The key tension: Throughput and latency often trade off. Batching increases throughput but increases latency for individual items. Parallelism can improve both, but adds complexity.
Professional framing:
"We optimised for throughput at the cost of p99 latency."
"Latency is within SLO, but we need to increase throughput to handle the upcoming load."
"At high throughput, latency degrades — the bottleneck is the connection pool."
2 / 5
A storage benchmark reports: "Sequential read: 3,500 MB/s. Random read: 82,000 IOPS at 4KB block size." What does IOPS measure and why is it different from MB/s?
IOPS vs. MB/s — when each metric matters
IOPS = I/O Operations Per Second — counts individual read/write operations
Critical for: databases, transaction processing, random access workloads
A database reading individual rows does thousands of small, random 4KB reads
High IOPS, low transfer size per operation
MB/s (throughput) = bytes transferred per second
Critical for: video streaming, bulk data exports, backup jobs, sequential file reads
Few large sequential operations per second
Low IOPS, high transfer size per operation
The difference in the benchmark:
82,000 IOPS at 4KB = 82,000 × 4KB = ~320 MB/s for random reads
3,500 MB/s sequential = much higher throughput but far fewer individual operations
Professional vocabulary:
"This workload is IOPS-bound — sequential throughput is irrelevant here."
"The database requires [X] IOPS — this storage tier can only deliver [Y]."
"NVMe SSDs provide both high IOPS and high sequential throughput."
3 / 5
A benchmark report includes: "Results measured after a 30-second warm-up. Baseline: v2.3.1. Regression threshold: 10%." What does 'regression threshold' mean in this context?
Regression threshold in benchmarks
A performance regression is when new code is measurably slower than the baseline (previous version). A regression threshold defines when the difference is significant enough to act on.
In this benchmark:
Baseline = v2.3.1 performance (the reference point)

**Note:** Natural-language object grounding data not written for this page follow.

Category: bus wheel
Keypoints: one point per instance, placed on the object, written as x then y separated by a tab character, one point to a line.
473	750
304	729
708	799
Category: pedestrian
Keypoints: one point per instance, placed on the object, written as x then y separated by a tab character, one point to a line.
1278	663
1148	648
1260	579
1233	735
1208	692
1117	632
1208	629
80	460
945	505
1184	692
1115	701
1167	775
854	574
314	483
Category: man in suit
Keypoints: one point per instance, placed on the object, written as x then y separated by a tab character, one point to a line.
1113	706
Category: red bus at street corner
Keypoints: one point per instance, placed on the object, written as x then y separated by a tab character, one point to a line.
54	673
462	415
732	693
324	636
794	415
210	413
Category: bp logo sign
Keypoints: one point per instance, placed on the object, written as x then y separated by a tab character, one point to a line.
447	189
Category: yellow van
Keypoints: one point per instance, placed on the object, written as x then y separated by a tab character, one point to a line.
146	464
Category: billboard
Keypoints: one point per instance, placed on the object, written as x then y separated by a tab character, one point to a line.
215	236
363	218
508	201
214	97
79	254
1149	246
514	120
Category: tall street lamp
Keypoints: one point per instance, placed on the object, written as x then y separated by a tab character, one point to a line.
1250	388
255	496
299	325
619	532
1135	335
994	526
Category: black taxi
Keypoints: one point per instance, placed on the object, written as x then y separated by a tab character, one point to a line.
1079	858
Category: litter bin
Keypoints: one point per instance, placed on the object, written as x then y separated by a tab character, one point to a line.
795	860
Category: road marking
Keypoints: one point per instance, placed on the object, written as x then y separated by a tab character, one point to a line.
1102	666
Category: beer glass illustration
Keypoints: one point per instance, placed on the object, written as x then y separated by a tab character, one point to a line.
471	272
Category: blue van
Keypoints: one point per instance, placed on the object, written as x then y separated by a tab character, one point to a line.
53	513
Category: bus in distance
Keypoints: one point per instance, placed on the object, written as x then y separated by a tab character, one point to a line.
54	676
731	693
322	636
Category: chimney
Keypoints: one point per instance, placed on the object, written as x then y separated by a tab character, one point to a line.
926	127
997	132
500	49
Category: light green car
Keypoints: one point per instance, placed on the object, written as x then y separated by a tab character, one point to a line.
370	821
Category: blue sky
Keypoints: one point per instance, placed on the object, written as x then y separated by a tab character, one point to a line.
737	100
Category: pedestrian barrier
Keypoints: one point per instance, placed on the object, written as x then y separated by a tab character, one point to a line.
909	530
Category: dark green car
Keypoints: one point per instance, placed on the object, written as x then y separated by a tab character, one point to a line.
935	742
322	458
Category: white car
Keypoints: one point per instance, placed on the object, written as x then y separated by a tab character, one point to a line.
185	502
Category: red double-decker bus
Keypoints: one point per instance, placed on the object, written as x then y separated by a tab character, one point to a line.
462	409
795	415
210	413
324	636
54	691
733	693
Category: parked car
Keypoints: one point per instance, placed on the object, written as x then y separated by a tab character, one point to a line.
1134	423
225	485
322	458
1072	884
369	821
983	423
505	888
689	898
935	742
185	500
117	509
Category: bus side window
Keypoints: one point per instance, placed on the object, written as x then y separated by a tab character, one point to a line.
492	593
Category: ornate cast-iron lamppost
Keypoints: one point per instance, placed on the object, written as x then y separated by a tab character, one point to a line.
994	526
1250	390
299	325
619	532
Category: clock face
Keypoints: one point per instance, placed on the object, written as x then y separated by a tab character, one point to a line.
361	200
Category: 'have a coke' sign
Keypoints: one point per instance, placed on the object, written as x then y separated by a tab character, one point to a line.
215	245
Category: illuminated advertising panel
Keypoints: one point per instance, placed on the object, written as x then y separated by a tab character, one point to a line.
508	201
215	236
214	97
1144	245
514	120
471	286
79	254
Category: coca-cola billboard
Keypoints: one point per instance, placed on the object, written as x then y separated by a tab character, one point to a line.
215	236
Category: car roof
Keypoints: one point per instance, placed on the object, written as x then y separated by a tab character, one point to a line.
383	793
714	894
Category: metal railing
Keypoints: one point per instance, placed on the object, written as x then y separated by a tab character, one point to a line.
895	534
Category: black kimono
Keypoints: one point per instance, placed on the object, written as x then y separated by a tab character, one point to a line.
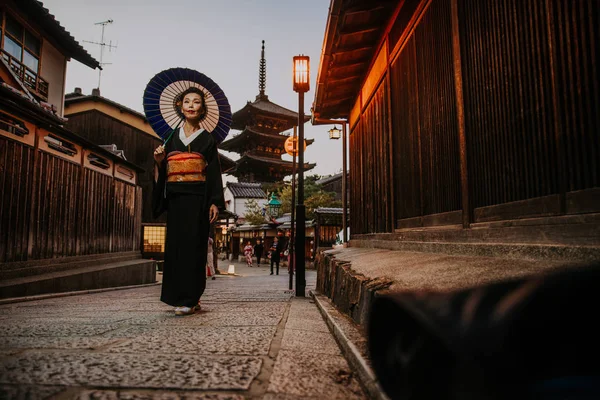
187	203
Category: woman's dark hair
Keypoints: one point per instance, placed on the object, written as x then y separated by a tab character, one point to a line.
179	101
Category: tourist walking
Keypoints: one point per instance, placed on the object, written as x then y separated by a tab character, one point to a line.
276	250
258	250
248	250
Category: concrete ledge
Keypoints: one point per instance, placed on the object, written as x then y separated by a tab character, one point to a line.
39	267
124	273
504	250
353	345
11	300
352	277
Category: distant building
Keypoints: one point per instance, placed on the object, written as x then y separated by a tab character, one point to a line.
127	133
64	201
237	195
333	184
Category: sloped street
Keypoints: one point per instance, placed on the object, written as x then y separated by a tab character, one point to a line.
251	340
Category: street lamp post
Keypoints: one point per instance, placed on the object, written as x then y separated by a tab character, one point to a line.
292	256
334	133
274	206
301	86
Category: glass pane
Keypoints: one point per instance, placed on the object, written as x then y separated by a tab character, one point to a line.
14	28
32	43
12	47
30	61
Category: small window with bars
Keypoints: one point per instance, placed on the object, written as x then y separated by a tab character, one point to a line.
14	126
22	45
60	145
98	161
126	172
154	239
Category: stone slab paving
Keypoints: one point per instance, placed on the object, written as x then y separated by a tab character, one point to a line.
252	340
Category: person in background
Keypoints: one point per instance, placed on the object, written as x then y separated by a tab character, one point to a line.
210	266
248	250
258	250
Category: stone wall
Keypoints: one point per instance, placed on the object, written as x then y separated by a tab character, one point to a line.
351	292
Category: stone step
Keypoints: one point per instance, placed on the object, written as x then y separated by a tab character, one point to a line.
515	251
113	274
575	230
352	277
37	267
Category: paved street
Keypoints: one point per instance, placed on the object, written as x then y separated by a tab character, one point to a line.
252	340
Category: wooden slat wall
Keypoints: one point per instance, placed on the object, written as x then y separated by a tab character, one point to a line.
531	97
530	87
125	233
138	147
55	226
406	138
438	129
575	33
356	187
426	157
16	176
51	207
371	194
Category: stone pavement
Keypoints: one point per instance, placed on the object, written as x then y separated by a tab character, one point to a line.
252	340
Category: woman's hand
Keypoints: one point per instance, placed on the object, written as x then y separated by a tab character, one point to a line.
213	213
159	154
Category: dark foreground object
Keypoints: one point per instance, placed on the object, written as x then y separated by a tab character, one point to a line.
536	338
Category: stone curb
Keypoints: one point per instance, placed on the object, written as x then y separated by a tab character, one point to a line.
66	294
351	353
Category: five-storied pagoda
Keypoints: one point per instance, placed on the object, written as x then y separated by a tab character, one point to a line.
261	141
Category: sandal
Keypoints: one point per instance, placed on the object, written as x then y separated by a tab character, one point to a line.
186	310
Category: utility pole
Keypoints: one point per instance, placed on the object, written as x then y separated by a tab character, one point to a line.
102	45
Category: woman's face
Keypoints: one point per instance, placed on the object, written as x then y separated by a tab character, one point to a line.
191	106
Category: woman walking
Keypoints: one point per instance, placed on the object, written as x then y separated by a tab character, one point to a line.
188	184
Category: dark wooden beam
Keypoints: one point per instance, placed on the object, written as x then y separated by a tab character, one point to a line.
358	30
334	80
360	47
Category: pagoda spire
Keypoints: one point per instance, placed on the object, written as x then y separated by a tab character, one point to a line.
262	75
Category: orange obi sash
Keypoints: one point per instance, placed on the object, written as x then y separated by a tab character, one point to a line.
186	167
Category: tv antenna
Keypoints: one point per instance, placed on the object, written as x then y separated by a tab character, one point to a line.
102	45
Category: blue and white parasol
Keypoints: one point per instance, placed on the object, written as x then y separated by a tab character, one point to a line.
164	90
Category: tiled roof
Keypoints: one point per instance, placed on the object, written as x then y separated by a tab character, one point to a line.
254	136
246	190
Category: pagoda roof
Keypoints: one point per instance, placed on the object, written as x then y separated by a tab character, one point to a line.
36	12
262	105
252	135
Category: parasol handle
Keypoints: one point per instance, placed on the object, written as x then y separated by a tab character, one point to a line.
172	132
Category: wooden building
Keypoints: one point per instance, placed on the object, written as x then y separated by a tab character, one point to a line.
106	122
63	199
476	115
261	140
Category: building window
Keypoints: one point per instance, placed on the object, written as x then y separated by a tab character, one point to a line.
154	239
13	126
127	172
61	145
21	50
98	161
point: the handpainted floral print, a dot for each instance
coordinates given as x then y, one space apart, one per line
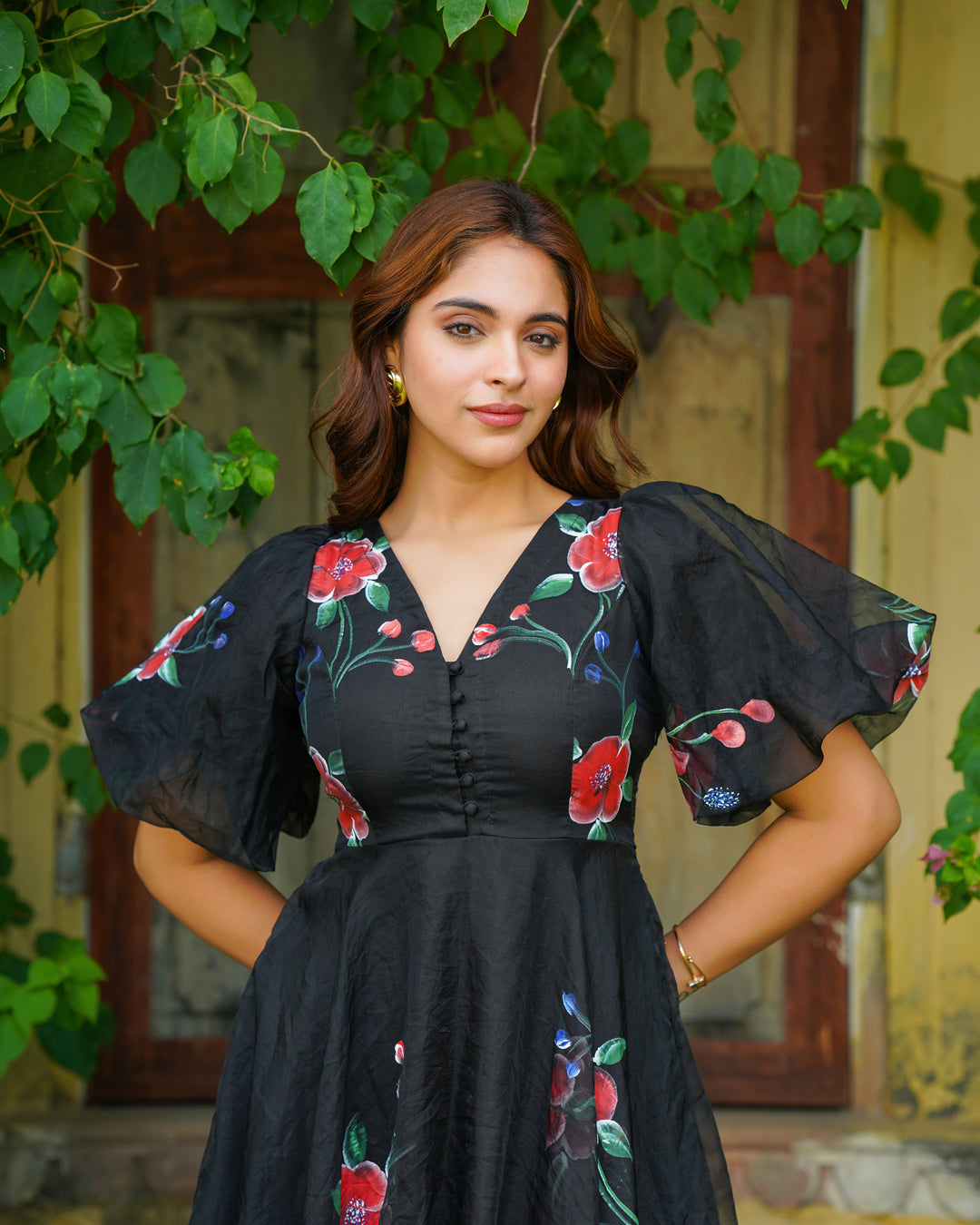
345 567
695 761
352 818
580 1117
595 556
162 662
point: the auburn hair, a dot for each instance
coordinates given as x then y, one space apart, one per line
368 435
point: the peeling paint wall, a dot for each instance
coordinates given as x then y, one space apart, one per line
921 84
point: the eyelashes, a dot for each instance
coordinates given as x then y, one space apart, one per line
543 340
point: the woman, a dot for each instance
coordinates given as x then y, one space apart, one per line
469 1014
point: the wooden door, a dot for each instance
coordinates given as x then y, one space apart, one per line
190 273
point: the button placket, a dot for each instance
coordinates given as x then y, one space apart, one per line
462 755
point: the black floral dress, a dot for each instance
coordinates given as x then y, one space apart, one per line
466 1014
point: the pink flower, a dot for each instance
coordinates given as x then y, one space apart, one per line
680 760
935 857
168 644
595 555
729 732
597 780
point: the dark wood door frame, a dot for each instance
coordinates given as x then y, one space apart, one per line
189 258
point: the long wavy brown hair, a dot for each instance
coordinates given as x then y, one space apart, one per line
368 436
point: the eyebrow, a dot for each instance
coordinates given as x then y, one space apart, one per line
483 309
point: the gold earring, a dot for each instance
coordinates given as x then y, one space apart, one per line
396 386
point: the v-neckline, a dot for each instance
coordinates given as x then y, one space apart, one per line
495 594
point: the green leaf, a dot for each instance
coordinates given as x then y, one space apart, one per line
959 311
456 92
423 46
430 143
898 456
46 98
926 426
627 150
152 175
224 205
778 181
842 245
326 214
612 1138
458 16
11 54
258 174
377 595
902 367
734 169
695 290
798 234
580 140
32 760
24 407
374 14
508 14
212 150
113 337
610 1051
655 259
962 369
137 480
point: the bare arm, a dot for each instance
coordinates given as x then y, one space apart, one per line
231 908
836 822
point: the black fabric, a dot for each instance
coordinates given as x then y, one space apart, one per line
467 1014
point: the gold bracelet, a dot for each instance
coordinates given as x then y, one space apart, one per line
697 974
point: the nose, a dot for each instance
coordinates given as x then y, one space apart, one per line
505 367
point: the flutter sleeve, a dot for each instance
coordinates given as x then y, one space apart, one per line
205 735
759 647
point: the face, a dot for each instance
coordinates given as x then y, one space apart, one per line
484 357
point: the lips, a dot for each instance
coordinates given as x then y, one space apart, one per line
500 416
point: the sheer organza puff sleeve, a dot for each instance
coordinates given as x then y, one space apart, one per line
759 647
205 735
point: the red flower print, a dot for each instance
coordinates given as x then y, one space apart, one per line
680 760
914 676
361 1193
343 567
597 780
730 732
168 644
352 815
594 554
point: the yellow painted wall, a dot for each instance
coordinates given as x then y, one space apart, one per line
921 84
43 659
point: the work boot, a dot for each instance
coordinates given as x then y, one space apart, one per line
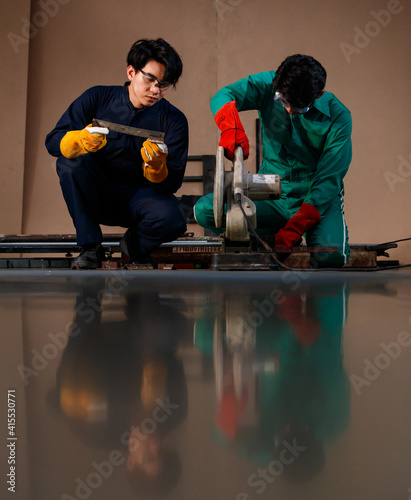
90 257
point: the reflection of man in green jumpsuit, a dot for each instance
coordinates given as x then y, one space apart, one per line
306 137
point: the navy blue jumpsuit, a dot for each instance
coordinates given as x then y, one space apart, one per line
107 186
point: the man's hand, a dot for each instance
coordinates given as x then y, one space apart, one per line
232 130
80 142
303 220
154 161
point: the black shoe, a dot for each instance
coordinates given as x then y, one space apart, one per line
90 257
129 245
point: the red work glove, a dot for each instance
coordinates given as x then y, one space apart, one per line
303 220
232 130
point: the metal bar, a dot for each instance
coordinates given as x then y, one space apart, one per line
124 129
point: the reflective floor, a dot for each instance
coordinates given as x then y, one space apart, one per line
205 386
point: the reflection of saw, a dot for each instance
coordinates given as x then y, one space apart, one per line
152 135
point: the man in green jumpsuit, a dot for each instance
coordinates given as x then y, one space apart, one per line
306 138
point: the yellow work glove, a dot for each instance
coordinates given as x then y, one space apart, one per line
154 164
80 142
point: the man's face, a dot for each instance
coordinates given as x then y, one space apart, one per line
142 89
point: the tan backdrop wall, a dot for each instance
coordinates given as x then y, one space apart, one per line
365 47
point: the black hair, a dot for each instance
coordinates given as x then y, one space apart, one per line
300 79
159 50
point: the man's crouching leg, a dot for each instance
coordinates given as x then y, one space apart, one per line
331 231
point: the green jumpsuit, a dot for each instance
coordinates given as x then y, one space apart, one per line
311 152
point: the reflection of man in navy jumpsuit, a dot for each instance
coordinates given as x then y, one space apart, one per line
118 179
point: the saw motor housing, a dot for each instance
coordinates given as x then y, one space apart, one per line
229 186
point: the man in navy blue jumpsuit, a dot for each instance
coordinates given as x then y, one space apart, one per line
117 179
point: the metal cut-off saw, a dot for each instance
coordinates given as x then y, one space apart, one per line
232 188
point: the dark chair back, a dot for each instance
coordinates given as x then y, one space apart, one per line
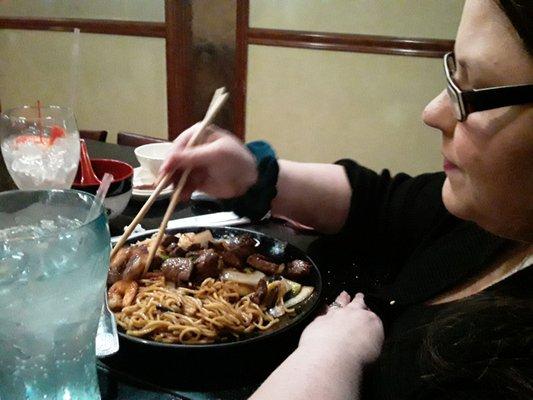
136 139
101 136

Regression threshold = 10%
If the new version is >10% slower on any key metric, the benchmark fails and blocks the release
Why a threshold matters: Benchmarks have natural variance — running the same test twice might give 3% different results due to OS scheduling, cache state, or GC pressure. A 10% threshold ensures only real regressions are flagged, not measurement noise.
Common regression detection vocabulary:
"The benchmark detected a 15% latency regression in v2.4.0 — above the 10% threshold."
"CI/CD pipeline blocked: throughput regression of [X%] detected compared to baseline."
"No regression detected — all metrics within the 5% threshold."
"We bisected to the commit that introduced the regression."
4 / 5
A benchmark shows jitter of 8ms on a 45ms baseline latency. What is jitter and why does it matter?
Jitter — latency variance
Jitter = the variation in latency across measurements. It is a measure of consistency, not speed.
Example: Baseline latency of 45ms with 8ms jitter means response times typically range from ~37ms to ~53ms. This is relatively low jitter.
High jitter = poor user experience even if the average is acceptable:
Video calls become choppy
Real-time games feel inconsistent
Streaming has buffering pauses
API clients see unpredictable response times
Common jitter sources:
Network congestion and packet queuing
Garbage collection pauses (GC jitter in JVM applications)
CPU scheduling delays under load
Shared infrastructure resource contention
Vocabulary:
"Latency jitter is [X]ms — within acceptable bounds for this use case."
"High jitter is causing inconsistent response times — p99 is [X]x higher than p50."
"GC pause jitter is contributing to p99 outliers."
5 / 5
How would you complete this sentence professionally: "The new caching layer reduced p99 latency from 380ms to 85ms, ___"
Completing a benchmark result sentence professionally
The professional completion does four things:
States the relative improvement: 78% reduction — (380-85)/380 × 100
Connects to the SLO: "within our 100ms SLO threshold" — the reason this metric matters
States the business/reliability impact: "eliminating the primary cause of timeout errors" — the user-visible consequence
Specifies the context: "under peak load" — where the improvement was most needed
Why "really good" and "a lot faster" are insufficient in professional writing: They contain no quantification, no context, and no connection to why the result matters. In performance reviews, incident reports, and sprint demos, qualitative adjectives without numbers are not informative.
Model sentence patterns:
"[Metric] improved by [X%], from [A] to [B], bringing it within the [SLO/target]."
"This [X%] improvement eliminates [user-visible problem] under [condition]."
"After the optimisation, p99 is [X] — [X% / Nx] better than baseline."